Edinburgh, Scotland, once sawed through a patient's thigh in a record

thirty-three seconds, removing three of his assistant's fingers in the

process. Surgeons worked fast to shorten their patients' agony, because

their patients remained conscious.

 

If terminal illness without biostasis is a nightmare today, consider

surgery without anesthesia in the days of our ancestors: the knife

slicing through flesh, the blood flowing, the saw grating on the bone

of a conscious patient. . . . Yet in October of 1846, W. T. G. Morton

and J. C. Warren removed a tumor from a patient under ether anesthesia;

Arthur Slater states that their success " was rightly hailed as the

great discovery of the age. " With simple techniques based on a known

chemical, the waking nightmare of knife and saw at long last was ended.

 

With agony ended, surgery increased, and with it surgical infection

and the horror of routine death from flesh rotting in the body. Yet in

1867 Joseph Lister published the results of his experiments with

phenol, establishing the principles of antiseptic surgery. With simple

techniques based on a known chemical, the nightmare of rotting alive

shrank dramatically.

 

Then came sulfa drugs and penicillin, which ended many deadly diseases

in a single blow... the list goes on.

 

Dramatic medical breakthroughs have come before, sometimes from new

uses of known chemicals, as in anesthesia and antiseptic surgery.

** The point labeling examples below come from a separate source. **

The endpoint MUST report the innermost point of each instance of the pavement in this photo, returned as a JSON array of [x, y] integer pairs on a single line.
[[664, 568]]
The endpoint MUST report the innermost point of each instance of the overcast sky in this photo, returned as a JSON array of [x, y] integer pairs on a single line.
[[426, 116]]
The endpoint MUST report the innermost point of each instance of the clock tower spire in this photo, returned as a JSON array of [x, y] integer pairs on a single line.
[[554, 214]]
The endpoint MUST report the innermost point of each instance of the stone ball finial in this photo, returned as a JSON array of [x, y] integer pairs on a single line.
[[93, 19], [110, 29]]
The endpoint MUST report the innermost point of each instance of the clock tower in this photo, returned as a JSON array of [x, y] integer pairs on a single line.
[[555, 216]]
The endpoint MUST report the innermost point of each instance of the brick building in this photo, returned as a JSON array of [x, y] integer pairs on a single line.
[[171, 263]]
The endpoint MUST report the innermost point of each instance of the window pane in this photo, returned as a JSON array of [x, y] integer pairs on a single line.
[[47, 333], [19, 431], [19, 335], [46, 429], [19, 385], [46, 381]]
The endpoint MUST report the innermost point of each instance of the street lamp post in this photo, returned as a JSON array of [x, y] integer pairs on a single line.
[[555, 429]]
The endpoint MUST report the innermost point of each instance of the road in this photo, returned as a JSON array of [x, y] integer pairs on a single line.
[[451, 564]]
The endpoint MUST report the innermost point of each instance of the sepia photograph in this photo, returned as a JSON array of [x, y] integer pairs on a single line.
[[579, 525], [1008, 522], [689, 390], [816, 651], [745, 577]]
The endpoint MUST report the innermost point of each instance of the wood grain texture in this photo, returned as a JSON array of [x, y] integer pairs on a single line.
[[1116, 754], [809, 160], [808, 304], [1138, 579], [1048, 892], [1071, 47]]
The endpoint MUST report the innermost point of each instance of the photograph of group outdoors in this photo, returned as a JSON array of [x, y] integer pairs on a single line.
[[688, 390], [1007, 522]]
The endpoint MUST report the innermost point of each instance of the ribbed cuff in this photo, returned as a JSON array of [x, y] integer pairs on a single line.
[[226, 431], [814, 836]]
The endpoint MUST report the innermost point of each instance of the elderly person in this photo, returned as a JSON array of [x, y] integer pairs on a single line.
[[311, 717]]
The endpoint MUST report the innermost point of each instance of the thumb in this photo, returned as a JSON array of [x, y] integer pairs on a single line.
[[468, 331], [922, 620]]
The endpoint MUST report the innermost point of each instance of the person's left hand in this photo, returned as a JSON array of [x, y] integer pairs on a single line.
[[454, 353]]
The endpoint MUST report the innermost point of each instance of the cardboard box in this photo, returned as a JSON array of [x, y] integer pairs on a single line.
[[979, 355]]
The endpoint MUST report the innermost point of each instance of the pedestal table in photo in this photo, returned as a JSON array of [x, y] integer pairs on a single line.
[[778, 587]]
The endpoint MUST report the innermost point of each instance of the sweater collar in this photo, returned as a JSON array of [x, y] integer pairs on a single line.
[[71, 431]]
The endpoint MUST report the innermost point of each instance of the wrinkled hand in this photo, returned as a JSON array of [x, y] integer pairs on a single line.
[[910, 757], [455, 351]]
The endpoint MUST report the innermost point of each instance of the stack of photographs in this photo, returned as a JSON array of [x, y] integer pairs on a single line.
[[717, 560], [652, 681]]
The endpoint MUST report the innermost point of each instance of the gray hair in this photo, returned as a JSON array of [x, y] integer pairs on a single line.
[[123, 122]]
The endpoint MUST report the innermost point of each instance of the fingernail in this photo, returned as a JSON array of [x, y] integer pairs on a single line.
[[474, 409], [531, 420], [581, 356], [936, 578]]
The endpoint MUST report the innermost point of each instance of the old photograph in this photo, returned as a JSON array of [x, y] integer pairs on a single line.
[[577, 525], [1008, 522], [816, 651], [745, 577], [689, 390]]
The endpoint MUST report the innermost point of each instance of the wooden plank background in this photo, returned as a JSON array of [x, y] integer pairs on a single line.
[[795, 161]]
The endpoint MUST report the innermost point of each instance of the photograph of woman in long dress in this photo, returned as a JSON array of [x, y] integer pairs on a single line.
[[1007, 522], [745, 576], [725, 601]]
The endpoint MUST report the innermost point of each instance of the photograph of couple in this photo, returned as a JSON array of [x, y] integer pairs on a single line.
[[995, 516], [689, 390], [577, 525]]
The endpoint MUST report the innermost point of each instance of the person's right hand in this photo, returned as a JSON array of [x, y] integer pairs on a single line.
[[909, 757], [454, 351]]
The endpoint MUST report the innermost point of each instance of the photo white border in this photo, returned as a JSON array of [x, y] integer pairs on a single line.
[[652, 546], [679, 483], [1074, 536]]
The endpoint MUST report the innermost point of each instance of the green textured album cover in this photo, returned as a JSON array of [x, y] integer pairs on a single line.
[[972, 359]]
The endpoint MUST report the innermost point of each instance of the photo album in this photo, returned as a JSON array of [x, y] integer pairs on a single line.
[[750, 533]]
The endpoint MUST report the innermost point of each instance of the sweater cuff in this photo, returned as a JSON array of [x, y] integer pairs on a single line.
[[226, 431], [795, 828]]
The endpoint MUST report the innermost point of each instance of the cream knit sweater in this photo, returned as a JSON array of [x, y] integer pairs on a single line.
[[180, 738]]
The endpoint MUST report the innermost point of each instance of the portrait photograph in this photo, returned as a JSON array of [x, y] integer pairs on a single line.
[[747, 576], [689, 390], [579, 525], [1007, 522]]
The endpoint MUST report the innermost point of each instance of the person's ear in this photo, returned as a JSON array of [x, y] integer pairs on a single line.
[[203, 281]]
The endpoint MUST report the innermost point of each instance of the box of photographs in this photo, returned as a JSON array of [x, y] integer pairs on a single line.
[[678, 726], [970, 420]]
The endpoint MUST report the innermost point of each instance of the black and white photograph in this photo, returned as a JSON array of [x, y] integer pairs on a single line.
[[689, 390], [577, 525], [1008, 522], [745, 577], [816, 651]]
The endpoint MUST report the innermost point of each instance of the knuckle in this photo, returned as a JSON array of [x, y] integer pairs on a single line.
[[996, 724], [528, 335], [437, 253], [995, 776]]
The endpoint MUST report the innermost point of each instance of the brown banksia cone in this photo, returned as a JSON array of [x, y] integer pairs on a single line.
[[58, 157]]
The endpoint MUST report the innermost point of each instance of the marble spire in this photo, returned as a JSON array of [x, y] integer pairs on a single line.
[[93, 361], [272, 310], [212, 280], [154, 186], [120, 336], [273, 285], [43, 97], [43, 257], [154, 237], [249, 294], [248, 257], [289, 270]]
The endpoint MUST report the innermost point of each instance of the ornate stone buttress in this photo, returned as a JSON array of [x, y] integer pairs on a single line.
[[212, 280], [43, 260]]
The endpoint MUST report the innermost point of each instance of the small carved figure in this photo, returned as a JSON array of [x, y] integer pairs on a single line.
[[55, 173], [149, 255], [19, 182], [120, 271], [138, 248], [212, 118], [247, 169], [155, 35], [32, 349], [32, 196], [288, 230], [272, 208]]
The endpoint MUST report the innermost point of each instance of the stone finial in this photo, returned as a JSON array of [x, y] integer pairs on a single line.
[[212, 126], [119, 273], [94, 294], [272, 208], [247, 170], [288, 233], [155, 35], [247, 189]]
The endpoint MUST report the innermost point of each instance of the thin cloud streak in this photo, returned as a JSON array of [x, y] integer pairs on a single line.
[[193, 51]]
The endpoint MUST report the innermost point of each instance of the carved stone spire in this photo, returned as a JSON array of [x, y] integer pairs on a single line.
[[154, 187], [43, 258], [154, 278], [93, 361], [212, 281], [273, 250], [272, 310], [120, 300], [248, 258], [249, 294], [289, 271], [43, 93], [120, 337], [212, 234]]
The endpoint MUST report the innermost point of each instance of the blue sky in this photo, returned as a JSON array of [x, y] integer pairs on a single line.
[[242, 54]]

Though these advances may have seemed too good to be true, they were

true nonetheless. Saving lives by using known chemicals and procedures

to produce biostasis can likewise be true. Because doctors don't use

biostasis today.

 

Robert Ettinger proposed a biostasis technique in 1962. He states that

Professor Jean Rostand had proposed the same approach years earlier,

and had predicted its eventual use in medicine. Why did biostasis by

freezing fail to become popular? In part because of its initial

expense, in part because of human inertia, and in part because means

for repairing cells remained obscure. Yet the ingrained conservatism of

the medical profession has also played a role. Consider again the

history of anesthesia.

 

In 1846, Morton and Warren amazed the world with the " discovery of the

age " , ether anesthesia. Yet two years earlier, Horace Wells had used

nitrous oxide anesthesia, and two years before that, Crawford W. Long

had performed an operation using ether. In 1824, Henry Hickman had

successfully anesthetized animals using ordinary carbon dioxide; he

later spent years urging surgeons in England and France to test nitrous

oxide as an anesthetic. In 1799, a full forty-seven years before the

great " discovery " , and years before Liston's assistant lost his

fingers, Sir Humphry Davy wrote: " As nitrous oxide in its extensive

operation appears capable of destroying physical pain, it may possibly

be used during surgical operations. "

 

Yet as late as 1839 the conquest of pain still seemed an impossible

dream to many physicians. Dr. Alfred Velpeau stated: " The abolishment

of pain in surgery is a chimera. It is absurd to go on seeking it

today. 'Knife' and 'pain' are two words in surgery that must forever be

associated in the consciousness of the patient. To this compulsory

combination we shall have to adjust ourselves. "

 

Many feared the pain of surgery more than death itself. Perhaps the

time has come to awaken from the final medical nightmare.